Check out our website at HoustonChamberChoir.org and follow us on Facebook, Twitter and Instagram.
Link to photos here
Photo credit: Jeff Grass Photography
About Houston Chamber Choir
Led by Founder and Artistic Director Robert Simpson and Artistic Director Designate Dr. Betsy Cook Weber, the Houston Chamber Choir is a Grammy® Award-winning ensemble of 24 professional musicians selected from the finest choral artists in our region. “One of the jewels of the city’s cultural scene” (Houston Chronicle), the Houston Chamber Choir has brought Houston an array of choral works for 30 years ranging from early music and Baroque masterpieces, including the city’s first period instrument performance of Bach’s B Minor Mass, to the rarely heard Third Sacred Concert by Duke Ellington, and performances and premieres of works by today’s leading composers, many with Houston ties — David Ashley White, Christopher Theofanidis, Dominick DiOrio, J. Todd Frazier, Mark Buller, Karim Al-Zand, Pierre Jalbert, Marcus Maroney, and Daniel Knaggs.

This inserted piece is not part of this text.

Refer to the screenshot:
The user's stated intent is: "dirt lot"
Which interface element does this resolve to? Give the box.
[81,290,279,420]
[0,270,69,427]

The Houston Chamber Choir’s awards include Chorus America’s Margaret Hillis Award for Choral Excellence and the American Prize. They were one of 24 international ensembles selected to appear at the 2020 World Symposium on Choral Music in New Zealand. The Houston Chamber Choir has appeared at national conventions of the American Choral Directors Association, the American Guild of Organists, and Chorus America. Tours have taken them to Mexico, Wales, and the Northeastern United States where they performed at Trinity Church, Wall Street in New York City, and Yale University at the invitation of the Institute of Sacred Music.
The Choir’s recording of the complete choral works of French composer Maurice Duruflé was awarded the 2019 Grammy® Award for Best Choral Performance. In January 2022, Signum Classics released its newest recording of compositions by acclaimed British composer Bob Chilcott. For this recording, the Houston Chamber Choir is joined by the Treble Choir of Houston directed by Marianna Parnas-Simpson. The title work, Circlesong, is a 13-movement composition for two choirs, two pianos, and percussion based on indigenous poetry of North America.